6 Regeln für Mini-Röcke bei kurvigen Mädels

Es ist Sommer, packt die Beine aus! Dass auch kurvige Frauen gern zum Mini-Rock greifen dürfen, steht außer Frage. Diese 6 Styling-Regeln solltet ihr dabei beachten.

Es ist Sommer, es ist Rockzeit! Dabei ist es eigentlich total egal, ob ihr schlank oder kurvig seid. Denn selbst der Mini-Skirt kann von allen Figurtypen getragen werden! Es gibt lediglich ein paar Stylingregeln, die ihr beachten solltet, um auch als Curvy Girl mit wenig Stoff eure Schokoladenseite zu präsentieren. Wir verraten euch die sechs fabulösen Tricks, mit denen ihr den Sommer rockt!

Fashion-No-Gos: Das geht gar nicht!

1. Fangen wir mal bei den Schuhen an

Wir können nicht oft genug betonen, wie sehr die Wahl eurer Schuhe ein Outfit beeinflusst. Lasst die Finger von klobigen Tretern, die dazu auch noch ein Riemchen am Knöchel haben – dadurch erscheinen eure Beine nur kürzer und stämmiger. Außerdem sind Gladiator-Sandalen für kräftige Beine kaum geeignet. Sucht euch filigranes Schuhwerk, gerne mit Absatz, um den Look zu strecken. Wie wäre es mit schönen Keilabsatz-Sandalen?

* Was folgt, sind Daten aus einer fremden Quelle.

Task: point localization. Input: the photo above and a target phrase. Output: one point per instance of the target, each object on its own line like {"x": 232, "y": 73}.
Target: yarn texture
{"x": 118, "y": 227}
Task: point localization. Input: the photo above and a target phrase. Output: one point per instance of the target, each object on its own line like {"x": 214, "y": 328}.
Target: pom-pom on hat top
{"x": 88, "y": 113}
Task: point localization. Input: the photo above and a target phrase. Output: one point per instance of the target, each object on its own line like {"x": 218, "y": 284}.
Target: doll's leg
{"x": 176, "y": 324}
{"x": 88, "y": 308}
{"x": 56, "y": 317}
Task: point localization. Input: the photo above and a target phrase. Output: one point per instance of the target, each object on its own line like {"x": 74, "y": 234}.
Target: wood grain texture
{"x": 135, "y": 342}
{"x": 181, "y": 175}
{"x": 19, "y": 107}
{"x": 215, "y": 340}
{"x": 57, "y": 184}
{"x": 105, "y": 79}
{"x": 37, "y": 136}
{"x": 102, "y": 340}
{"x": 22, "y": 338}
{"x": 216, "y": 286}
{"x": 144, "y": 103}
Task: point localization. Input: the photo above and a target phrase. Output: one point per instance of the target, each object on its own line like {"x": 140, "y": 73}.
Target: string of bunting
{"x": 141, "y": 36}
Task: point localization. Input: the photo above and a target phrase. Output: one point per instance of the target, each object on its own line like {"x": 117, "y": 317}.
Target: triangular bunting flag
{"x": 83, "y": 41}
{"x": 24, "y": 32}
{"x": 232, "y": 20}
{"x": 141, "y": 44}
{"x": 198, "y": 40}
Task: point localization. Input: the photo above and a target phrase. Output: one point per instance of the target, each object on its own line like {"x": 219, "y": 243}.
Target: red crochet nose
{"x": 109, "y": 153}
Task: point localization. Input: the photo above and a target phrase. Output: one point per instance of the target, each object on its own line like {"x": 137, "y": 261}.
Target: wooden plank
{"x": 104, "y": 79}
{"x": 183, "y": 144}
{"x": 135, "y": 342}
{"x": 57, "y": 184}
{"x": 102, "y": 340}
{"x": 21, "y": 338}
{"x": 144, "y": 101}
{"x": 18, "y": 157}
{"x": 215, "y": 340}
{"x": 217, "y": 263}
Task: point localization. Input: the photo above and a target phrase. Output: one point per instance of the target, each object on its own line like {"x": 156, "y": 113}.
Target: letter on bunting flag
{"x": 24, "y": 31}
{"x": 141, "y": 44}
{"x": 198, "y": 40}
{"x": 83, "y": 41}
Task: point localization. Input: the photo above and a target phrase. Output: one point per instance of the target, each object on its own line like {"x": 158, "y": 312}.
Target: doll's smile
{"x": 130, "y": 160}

2. Layering steht auf dem Programm

Bei engen Kleidungsstücken, die dazu noch viel Haut zeigen, sollte immer ein "Gegenspieler" eingesetzt werden. Tragt zu einem engen Minirock einfach ein weites Shirt, das ihr entweder fließend fallen lasst oder vorne reinsteckt. Auch ein Knoten seitlich am Bauch ist eine tolle Möglichkeit, den Look aufzulockern.

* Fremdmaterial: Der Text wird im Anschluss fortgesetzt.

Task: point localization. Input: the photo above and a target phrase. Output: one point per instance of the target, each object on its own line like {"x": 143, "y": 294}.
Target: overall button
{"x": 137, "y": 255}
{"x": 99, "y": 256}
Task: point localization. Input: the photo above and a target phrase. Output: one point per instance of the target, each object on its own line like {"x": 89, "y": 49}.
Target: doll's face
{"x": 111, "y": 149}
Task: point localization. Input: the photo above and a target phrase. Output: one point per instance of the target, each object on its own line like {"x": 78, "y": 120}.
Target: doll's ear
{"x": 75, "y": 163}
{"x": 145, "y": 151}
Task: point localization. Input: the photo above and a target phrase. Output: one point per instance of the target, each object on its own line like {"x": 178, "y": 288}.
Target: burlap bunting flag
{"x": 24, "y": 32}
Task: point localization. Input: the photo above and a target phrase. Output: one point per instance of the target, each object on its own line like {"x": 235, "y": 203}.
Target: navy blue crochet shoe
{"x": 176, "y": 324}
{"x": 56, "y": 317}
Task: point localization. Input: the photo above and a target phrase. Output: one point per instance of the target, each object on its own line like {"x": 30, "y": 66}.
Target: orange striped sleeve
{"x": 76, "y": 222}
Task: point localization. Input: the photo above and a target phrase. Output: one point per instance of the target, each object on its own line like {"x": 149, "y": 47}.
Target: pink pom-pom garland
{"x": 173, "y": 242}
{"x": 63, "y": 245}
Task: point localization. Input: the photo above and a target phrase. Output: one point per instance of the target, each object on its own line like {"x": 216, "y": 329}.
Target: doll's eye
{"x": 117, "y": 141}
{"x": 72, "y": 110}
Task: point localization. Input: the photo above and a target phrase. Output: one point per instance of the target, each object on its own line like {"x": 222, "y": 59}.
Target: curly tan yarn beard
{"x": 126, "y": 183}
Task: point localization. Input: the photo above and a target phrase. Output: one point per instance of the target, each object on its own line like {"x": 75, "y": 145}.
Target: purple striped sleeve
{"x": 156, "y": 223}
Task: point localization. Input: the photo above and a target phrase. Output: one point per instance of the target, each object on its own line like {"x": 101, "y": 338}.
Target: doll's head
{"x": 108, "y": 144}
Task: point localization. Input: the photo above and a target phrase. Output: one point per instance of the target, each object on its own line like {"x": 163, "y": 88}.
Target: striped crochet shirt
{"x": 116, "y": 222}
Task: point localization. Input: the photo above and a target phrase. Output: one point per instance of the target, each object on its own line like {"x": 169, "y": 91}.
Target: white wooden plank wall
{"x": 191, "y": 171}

3. Die A-Linie wird euer bester Freund

Betont eure Kurven, indem ihr eure schmalen Körperstellen besonders in Szene setzt und dem Stoff an den "Problemzönchen" etwas mehr Freiraum lasst. Die A-Linie ist hierfür wie gemacht: Denn sie betont eure Taille und läuft zum Saum hin weit aus. Die Körpermitte ist der Blickfang und der ausgestellte Rock kaschiert so die Oberschenkel.

4. Sagt "Nein" zu Glanz

Glanz und Muster wie Streifen tragen auf und schummeln euch optisch mehr drauf als tatsächlich da ist. Der Metallic-Trend ist ja schön und gut – in erster Linie solltet ihr aber darauf achten, welche Trends etwas für euren Figurtyp tun können. Dieser tut mit einer weiblichen Figur definitiv nichts für euch! Also, lieber zu dunkleren Farben greifen.

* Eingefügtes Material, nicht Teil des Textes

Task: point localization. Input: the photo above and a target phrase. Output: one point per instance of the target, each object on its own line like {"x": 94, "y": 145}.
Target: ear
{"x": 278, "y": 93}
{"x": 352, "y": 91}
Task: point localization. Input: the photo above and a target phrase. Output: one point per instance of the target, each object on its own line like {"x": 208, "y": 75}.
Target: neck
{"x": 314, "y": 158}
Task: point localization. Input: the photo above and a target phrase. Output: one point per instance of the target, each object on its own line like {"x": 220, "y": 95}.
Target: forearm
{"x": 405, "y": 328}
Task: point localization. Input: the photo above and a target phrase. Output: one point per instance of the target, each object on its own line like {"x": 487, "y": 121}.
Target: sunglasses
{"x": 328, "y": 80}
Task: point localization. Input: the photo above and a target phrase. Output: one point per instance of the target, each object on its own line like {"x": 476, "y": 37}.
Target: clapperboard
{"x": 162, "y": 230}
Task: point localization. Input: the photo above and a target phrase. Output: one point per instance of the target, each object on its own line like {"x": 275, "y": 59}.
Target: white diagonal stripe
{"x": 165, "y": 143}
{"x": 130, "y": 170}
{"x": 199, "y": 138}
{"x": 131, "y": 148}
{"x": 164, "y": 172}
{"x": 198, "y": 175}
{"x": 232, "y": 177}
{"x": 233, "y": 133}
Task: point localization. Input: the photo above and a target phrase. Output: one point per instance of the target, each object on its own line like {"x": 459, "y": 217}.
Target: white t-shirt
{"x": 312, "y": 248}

5. Die perfekte Länge finden

Mini ist nicht gleich mini. Schaut euch eure Beine an: Welcher Punkt sieht besonders schlank aus? Meistens ist es die Stelle, die durch Instagram als "Thigh Gap" bekannt wurde. Diese befindet sich etwa zwei Hand breit über dem Knie. Der Rock sollte etwa an der schmalsten Stelle dort enden, um eure Beine toll zu betonen. Sind eure Oberschenkel etwas mehr: Kein Problem! Wählt einen Rock, der oberhalb des Knies endet. Dort ist nämlich die schmalste Oberschenkel-Stelle, die wir gerne zeigen wollen.

6. Der Stoff macht's!

Oh ja, beim Stoff kann man viel falsch machen. Aber eben auch so einiges richtig. Grundsätzlich sind stretchige Materialien, die einen Shape-Effekt haben, super. Allerdings liegen diese meiste eng an und sind nicht jedermanns Sache. Mit Jeans-Röcken könnt ihr allerdings nicht viel falsch machen. Greift hier gerne auf die angesagten 60s-Modelle zurück, die eine Knopfleiste vorne haben, falls ihr euch mit den verschiedenen Waschungen unsicher sein solltet.